Importantes cuellos, cintura alta y diseños geométricos definen la tendencia.
Geometría urbana: rayas rectas y oblicuas, rombos y círculos. Esa fue una de las principales tendencias que se vieron la semana pasada en la 24 edición del Fashion Week San Pablo. Durante seis días, los principales diseñadores brasileños presentaron en 39 desfiles sus colecciones para el otoño-invierno. Como ya es un clásico, el evento fue en la Fundación Bienal en el Parque do Ibirapuera y convocó a unas 10.000 personas cada día con primeras filas llenas de estrellas de telenovelas brasileñas. Sobre la pasarela también hubo famosas, modelos top como Rachel Zimmerman, que le pisa los talones a Gisele Bundchen, Carol Trentini o Bruna Tenório.

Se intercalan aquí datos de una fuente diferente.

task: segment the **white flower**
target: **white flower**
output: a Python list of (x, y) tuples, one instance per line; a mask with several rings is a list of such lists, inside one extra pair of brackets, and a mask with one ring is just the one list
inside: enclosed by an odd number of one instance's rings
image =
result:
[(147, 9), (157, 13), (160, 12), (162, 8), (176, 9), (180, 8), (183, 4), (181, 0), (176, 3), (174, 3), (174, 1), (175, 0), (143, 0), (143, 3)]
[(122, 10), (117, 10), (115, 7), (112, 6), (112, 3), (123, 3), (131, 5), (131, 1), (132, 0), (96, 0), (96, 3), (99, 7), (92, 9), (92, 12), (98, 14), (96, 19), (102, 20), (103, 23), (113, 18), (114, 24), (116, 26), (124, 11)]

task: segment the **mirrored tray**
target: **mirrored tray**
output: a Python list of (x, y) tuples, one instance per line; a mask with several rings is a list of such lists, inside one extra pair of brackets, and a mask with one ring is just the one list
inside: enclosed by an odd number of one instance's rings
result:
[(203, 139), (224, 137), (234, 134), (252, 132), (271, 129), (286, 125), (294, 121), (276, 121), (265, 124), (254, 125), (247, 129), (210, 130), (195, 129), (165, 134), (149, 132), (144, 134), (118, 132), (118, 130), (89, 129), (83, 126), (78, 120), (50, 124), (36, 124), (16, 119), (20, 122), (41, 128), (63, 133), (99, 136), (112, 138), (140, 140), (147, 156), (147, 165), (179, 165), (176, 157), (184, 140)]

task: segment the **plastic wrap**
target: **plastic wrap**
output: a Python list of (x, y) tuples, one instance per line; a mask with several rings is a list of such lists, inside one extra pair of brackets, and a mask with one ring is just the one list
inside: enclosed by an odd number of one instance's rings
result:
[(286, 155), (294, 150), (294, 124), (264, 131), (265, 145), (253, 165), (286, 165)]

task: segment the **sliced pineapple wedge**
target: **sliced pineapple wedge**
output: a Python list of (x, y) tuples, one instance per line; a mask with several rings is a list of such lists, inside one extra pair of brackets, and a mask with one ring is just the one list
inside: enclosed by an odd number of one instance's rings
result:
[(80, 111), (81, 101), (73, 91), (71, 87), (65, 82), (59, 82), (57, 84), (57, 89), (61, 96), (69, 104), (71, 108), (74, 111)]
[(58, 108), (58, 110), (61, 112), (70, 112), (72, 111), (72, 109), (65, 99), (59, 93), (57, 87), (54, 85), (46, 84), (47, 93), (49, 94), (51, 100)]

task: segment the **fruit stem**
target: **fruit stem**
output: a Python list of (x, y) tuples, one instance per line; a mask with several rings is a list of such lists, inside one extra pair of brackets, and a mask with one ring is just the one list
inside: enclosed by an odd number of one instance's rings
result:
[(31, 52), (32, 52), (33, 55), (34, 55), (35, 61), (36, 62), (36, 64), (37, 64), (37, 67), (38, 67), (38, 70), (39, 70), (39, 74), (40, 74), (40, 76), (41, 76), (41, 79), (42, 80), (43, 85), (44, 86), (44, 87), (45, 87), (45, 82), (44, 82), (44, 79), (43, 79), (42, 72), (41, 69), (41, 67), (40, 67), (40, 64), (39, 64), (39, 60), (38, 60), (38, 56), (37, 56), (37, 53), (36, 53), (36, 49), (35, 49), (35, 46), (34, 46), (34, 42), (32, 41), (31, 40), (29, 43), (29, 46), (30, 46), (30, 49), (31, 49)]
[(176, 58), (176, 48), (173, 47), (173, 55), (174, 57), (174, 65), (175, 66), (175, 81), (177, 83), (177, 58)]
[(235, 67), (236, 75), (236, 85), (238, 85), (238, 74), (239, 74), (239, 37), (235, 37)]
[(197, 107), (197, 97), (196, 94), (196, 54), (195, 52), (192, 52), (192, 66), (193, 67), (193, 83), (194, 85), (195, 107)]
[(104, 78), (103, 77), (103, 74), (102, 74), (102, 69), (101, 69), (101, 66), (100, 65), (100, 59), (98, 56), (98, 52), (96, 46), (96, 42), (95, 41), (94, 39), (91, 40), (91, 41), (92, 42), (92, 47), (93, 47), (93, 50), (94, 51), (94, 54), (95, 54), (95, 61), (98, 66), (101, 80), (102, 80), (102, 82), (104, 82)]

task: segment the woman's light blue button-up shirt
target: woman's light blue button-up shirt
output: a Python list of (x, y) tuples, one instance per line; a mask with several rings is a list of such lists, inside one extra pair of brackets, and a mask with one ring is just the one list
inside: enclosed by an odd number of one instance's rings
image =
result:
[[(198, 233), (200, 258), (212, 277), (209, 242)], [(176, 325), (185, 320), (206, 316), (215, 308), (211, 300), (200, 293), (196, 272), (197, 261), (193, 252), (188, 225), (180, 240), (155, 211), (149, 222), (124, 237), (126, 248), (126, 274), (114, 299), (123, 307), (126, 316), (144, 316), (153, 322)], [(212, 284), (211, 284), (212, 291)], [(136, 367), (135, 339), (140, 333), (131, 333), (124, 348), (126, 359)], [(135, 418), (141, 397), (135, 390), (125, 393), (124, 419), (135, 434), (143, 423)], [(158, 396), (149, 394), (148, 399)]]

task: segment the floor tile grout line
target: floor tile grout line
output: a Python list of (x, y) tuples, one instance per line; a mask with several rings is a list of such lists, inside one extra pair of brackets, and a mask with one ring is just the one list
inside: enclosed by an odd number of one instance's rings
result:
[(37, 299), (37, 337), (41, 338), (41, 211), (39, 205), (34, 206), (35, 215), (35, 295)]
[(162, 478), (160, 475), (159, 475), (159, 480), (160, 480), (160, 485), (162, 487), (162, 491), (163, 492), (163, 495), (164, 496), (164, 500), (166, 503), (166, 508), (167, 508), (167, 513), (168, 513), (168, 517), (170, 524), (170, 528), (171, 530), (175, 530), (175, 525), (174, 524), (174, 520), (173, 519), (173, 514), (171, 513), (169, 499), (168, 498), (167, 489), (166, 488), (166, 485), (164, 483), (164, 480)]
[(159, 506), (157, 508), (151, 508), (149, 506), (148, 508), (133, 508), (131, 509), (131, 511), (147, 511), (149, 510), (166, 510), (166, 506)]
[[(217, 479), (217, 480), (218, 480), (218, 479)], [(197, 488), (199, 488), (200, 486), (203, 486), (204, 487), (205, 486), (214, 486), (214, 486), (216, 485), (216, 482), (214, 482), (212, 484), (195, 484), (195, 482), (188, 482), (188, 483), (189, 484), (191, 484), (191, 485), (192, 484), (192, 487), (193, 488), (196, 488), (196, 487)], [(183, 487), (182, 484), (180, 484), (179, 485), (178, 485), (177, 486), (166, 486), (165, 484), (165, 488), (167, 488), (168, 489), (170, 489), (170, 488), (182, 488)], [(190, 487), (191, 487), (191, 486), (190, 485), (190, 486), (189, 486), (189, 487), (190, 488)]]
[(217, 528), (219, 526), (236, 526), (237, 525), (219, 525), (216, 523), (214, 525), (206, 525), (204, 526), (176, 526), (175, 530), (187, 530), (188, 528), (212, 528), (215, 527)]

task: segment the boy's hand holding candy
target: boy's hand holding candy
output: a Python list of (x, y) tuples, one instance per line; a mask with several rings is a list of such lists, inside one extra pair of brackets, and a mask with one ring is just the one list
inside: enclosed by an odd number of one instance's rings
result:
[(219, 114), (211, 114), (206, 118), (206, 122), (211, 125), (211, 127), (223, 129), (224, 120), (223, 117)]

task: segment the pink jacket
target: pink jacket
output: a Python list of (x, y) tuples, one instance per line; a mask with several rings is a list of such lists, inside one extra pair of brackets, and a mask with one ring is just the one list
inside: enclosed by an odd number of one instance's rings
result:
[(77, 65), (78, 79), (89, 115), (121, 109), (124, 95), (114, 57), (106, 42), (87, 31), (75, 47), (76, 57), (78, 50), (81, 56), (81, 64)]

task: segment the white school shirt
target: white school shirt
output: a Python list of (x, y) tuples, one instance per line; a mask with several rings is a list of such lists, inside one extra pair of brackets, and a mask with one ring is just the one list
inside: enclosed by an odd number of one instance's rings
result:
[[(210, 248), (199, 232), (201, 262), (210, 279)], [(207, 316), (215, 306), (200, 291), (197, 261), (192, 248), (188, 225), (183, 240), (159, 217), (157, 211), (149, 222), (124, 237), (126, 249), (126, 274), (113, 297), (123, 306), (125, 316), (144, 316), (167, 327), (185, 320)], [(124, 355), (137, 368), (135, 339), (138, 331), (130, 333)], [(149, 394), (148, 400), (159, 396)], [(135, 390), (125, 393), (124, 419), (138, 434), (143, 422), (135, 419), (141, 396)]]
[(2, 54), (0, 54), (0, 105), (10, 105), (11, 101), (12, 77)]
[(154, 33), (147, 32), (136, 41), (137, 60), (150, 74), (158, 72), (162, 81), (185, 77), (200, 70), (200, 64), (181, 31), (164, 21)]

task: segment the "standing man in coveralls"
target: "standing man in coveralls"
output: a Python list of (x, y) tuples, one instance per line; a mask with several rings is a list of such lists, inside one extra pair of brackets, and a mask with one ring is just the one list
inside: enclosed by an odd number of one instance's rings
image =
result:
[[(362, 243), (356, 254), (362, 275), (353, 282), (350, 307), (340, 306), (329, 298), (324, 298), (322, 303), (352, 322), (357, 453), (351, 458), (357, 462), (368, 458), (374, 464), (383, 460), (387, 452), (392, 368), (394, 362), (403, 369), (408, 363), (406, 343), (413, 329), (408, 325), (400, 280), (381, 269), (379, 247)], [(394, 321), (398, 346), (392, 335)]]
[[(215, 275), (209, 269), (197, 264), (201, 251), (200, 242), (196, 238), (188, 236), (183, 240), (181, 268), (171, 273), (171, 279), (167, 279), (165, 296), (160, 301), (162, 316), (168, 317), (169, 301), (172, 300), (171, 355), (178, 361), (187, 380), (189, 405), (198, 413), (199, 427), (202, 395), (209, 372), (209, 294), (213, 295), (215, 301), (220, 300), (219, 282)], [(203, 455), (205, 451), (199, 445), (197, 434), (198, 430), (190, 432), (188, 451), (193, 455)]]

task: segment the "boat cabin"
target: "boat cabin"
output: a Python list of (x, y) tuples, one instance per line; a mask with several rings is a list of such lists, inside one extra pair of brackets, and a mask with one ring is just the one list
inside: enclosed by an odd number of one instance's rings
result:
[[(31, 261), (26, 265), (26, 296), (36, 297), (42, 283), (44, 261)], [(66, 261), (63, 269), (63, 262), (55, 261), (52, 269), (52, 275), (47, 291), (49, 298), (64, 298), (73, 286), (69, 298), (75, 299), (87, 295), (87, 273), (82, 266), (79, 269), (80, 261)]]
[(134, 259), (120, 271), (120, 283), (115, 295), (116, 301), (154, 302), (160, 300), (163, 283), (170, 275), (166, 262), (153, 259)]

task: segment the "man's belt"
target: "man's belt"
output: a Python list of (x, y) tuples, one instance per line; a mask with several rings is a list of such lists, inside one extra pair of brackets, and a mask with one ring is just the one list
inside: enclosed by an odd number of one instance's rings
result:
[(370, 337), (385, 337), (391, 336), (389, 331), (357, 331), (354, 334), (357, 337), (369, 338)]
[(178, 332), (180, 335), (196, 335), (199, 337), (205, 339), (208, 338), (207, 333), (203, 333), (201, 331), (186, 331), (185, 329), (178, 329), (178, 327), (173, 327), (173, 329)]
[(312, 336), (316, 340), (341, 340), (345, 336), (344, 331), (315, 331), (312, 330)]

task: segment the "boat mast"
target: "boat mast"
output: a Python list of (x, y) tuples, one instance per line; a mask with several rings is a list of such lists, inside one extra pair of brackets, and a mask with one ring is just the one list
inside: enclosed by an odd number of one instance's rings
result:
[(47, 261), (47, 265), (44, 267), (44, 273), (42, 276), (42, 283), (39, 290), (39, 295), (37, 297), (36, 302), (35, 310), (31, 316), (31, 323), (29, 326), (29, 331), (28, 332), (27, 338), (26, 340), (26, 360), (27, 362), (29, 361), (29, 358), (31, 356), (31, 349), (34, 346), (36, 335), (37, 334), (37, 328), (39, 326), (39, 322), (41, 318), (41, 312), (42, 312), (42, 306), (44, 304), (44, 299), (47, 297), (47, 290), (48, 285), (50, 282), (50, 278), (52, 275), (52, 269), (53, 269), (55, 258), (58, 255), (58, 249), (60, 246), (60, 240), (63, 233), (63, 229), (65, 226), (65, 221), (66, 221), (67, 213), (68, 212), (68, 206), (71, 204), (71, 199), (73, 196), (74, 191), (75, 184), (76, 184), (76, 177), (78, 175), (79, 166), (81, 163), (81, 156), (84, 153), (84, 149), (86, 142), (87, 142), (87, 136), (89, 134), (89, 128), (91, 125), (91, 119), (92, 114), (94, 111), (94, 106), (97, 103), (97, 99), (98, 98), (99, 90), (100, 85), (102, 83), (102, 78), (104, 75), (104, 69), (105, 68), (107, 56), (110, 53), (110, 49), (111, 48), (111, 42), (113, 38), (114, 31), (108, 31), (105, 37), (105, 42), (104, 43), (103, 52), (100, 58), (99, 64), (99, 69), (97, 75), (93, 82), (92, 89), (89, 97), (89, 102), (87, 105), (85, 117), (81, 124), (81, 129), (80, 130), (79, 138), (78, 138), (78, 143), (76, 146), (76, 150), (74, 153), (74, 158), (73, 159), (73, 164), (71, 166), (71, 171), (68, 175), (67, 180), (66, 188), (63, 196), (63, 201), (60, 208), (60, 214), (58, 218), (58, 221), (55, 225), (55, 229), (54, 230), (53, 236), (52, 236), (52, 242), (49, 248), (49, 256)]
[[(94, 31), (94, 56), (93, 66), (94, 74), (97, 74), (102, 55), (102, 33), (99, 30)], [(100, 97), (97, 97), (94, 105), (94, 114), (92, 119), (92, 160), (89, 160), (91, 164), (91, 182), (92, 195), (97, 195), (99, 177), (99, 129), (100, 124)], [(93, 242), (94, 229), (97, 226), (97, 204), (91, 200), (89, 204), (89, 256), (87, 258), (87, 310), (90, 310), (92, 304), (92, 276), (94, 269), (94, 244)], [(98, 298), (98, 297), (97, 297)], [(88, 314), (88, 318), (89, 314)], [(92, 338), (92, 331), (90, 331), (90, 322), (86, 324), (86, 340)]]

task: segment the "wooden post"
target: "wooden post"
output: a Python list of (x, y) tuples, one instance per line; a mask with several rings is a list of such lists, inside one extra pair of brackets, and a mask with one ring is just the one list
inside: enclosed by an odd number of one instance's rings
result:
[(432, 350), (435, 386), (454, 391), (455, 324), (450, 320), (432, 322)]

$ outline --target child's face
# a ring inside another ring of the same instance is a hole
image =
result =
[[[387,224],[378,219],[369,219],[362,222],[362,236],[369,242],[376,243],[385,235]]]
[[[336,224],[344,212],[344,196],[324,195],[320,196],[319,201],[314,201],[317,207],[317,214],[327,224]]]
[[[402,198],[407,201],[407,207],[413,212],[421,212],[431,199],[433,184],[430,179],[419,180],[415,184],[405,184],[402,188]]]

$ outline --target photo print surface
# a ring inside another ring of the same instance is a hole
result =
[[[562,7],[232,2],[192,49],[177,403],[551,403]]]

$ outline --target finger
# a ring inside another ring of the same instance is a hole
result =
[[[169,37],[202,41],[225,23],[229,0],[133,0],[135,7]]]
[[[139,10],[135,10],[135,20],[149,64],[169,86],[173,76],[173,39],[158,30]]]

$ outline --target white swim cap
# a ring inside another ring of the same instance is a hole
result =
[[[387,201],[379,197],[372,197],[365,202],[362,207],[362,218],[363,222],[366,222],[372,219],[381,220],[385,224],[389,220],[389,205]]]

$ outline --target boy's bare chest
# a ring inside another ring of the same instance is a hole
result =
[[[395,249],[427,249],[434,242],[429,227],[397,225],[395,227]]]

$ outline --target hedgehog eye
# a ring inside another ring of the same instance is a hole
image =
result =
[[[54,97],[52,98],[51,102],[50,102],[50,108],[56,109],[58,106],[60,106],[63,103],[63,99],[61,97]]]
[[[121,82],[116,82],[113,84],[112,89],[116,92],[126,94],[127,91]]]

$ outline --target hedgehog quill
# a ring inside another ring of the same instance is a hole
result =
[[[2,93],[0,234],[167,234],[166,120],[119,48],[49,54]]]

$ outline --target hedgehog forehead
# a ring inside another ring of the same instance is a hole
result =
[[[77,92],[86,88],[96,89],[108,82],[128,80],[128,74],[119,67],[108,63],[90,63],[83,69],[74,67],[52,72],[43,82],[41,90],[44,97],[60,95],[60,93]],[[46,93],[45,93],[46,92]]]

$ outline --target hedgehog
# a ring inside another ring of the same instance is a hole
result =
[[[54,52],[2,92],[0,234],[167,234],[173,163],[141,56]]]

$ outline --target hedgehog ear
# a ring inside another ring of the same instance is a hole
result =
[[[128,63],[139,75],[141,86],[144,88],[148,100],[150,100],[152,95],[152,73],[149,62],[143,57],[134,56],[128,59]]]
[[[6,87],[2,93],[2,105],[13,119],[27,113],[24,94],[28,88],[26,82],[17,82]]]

El tema esta vez fue la diversidad, así que la austera decoración de paneles de cartón reciclados se vistieron con gigantografías de rostros. También, preocupados por los casos de anorexia, se repartían en los pasillos una revista con una guía de alimentación saludable para las modelos.
En propuestas, hubo para todos los gustos. Si bien Brasil tiene un invierno mucho más cálido que Argentina, algunos diseñadores se atrevieron a las pieles, Herchcovitch mostró capas de astracán, y María Bonita apostó a tejidos al cuerpo con rombos combinados en sueteres, sacos, vestidos y hasta en leggings.
La silueta cambió sus dimensiones con las figuras geométricas y creció hacia los hombros creando un efecto triangular. Por eso, se vieron importantes cuellos, altos y semirígidos, como los que presentó Osklen o Forum, en sueters holgados, trenchs y pilotos.
La cintura sigue bien alta para faldas con tablas o balloon. También se van a usar enteritos súper al cuerpo, sólo aptos para figuras perfectas. La mezcla de texturas combinó seda, organza, tafeta, nylon, algodón con elastano y gasas. Algunos, como Lino Vilaventura, le dieron volumen a los géneros. Muchos eligieron combinar lo artesanal con lo tecnológico con géneros sintéticos, vinílos transparentes y plásticos.
Amarillo, azul, gris, rojo y el infaltable negro, fueron los tonos que más se vieron. Los jeans vienen con textura, bordados y ajustados tipo chupín y ensachándose hacia el tobillo. El hit para apliques fue la rosa, que también se vio en vestidos.
Los vestidos caen sueltos, armónicos, con vuelo o frunces, en gajos o asimétricos, con escotes vértigo o con hombros descubiertos. Para zapatos, siguen las botas cowboy y los tacos cuadrados. El hit serán las botinetas. Si son de colores, mejor. El tiempo dirá después cuáles de estas tendencias se transformarán en moda.